По всем сторонам делянку окружал глухой дубовый лес. "Хороший тут будет штаб для нашего партизанского отряда", - подумал я и напомнил о землянке Витьке.
- Место подходящее, - грустно прошептал Витька, - только землянка-то вся изломана.
- Ну так и что, подделаем, - успокоил я. Витька согласился.
Начался разговор о том, как и когда лучше всего это сделать.

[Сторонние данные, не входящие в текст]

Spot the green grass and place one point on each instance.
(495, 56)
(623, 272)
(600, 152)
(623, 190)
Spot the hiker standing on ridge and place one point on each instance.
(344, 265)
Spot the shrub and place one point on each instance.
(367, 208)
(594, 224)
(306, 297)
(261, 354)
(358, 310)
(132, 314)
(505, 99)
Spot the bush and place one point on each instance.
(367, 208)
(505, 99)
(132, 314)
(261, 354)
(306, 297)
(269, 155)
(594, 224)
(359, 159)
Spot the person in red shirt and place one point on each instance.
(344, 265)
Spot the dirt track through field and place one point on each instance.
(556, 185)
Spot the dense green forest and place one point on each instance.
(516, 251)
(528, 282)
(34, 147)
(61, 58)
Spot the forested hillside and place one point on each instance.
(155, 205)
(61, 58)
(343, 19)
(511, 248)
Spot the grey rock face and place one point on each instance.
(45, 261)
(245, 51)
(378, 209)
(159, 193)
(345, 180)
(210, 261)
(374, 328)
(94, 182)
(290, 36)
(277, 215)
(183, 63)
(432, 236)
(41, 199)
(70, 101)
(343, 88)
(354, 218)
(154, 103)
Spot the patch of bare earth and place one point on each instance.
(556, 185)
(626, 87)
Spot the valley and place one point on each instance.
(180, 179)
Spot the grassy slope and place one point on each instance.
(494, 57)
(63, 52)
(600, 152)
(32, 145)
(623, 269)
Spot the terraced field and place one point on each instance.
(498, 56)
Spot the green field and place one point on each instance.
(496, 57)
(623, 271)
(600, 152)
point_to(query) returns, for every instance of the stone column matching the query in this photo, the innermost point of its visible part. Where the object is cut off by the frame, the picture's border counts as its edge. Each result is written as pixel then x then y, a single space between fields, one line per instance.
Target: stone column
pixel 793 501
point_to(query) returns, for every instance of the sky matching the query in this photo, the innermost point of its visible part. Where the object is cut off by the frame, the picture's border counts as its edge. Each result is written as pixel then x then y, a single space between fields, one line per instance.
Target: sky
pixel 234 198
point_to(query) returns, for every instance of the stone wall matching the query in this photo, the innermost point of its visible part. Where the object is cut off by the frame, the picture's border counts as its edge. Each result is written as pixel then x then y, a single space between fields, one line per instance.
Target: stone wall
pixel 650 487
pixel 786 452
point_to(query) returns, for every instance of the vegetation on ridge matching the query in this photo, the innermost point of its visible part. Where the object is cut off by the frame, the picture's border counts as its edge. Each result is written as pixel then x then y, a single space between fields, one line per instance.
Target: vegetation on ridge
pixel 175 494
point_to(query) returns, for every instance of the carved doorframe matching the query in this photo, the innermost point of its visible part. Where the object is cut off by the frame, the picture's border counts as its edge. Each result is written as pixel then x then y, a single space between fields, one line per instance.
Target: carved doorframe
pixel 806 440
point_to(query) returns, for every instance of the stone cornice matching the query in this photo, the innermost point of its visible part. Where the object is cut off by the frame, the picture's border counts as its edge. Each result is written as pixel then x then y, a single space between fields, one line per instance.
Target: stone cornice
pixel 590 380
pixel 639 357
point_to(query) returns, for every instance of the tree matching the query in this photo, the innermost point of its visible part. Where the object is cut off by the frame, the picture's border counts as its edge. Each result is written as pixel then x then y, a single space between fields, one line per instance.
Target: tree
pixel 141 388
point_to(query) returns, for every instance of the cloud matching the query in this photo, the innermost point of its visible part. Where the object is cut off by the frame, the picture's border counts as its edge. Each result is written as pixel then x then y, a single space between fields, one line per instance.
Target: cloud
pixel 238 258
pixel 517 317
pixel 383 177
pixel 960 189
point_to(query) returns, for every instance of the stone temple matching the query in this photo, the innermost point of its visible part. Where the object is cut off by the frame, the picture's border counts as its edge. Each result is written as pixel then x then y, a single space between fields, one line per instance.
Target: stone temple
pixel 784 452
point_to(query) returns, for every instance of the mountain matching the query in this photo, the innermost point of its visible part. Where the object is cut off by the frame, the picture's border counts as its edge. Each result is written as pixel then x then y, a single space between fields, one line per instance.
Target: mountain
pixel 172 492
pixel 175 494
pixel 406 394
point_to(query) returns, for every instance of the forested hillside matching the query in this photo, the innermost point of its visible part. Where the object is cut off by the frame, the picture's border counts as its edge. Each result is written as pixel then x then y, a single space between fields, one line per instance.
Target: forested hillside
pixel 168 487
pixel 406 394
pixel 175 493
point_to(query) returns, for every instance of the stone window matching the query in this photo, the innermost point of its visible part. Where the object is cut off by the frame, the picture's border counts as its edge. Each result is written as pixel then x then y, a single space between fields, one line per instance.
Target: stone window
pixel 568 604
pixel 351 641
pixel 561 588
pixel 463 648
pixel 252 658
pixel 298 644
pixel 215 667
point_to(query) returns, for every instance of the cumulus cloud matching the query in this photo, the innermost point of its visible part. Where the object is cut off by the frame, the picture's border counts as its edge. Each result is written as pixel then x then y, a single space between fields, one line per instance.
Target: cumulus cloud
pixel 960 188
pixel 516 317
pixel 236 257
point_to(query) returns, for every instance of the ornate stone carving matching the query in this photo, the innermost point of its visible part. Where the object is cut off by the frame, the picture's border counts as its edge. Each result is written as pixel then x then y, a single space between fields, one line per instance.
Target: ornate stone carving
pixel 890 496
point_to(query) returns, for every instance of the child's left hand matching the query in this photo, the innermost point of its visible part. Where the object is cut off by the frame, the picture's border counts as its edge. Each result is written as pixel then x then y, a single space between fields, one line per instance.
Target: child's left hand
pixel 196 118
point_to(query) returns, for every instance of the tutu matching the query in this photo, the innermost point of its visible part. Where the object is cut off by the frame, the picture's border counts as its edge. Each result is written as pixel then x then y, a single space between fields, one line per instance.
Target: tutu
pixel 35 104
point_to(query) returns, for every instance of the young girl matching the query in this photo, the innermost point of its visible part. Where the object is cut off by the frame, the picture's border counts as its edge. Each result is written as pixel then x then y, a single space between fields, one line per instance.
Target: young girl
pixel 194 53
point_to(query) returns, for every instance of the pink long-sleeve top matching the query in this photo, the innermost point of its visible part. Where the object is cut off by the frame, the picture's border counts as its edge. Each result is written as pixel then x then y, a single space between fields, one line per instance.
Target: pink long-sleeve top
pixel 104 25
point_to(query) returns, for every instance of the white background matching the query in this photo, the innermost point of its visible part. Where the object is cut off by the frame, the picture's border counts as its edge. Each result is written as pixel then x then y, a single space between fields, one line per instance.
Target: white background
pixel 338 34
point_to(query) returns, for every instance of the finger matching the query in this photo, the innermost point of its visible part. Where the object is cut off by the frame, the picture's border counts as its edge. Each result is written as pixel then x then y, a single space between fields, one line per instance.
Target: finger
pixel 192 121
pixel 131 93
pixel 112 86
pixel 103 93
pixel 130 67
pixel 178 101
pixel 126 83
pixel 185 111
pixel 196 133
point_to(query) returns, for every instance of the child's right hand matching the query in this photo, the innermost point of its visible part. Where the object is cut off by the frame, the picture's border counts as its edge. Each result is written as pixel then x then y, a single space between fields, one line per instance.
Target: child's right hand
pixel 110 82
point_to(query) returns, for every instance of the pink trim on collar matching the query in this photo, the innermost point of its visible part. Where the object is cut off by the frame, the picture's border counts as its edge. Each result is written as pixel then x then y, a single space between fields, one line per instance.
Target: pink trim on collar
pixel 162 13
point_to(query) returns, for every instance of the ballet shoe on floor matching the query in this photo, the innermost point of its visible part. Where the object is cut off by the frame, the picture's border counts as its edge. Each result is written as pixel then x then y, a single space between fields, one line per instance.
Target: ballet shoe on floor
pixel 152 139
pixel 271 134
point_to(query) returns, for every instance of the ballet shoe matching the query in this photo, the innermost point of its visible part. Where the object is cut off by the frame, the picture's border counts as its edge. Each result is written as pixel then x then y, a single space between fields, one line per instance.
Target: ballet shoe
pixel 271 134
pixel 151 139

Я настаивал отложить до воскресенья. Витьке казалась отсрочка слишком долгой, и он протестовал. Он почему-то думал, что откладывать нельзя. И мы договорились завтра в школу не ходить.
На этом и заснули.
Разбудил нас стук распахнувшейся двери.
Я приподнял голову. На улице, за окном, светало. В печи весело потрескивали дрова. Пахло хмельными дрожжами. Возле меня на голой печи грелись большие хлебные плошки с тестом. У порога в сбившейся набок шали, в телогрейке с растрепанными концами рукавов стояла моя мать.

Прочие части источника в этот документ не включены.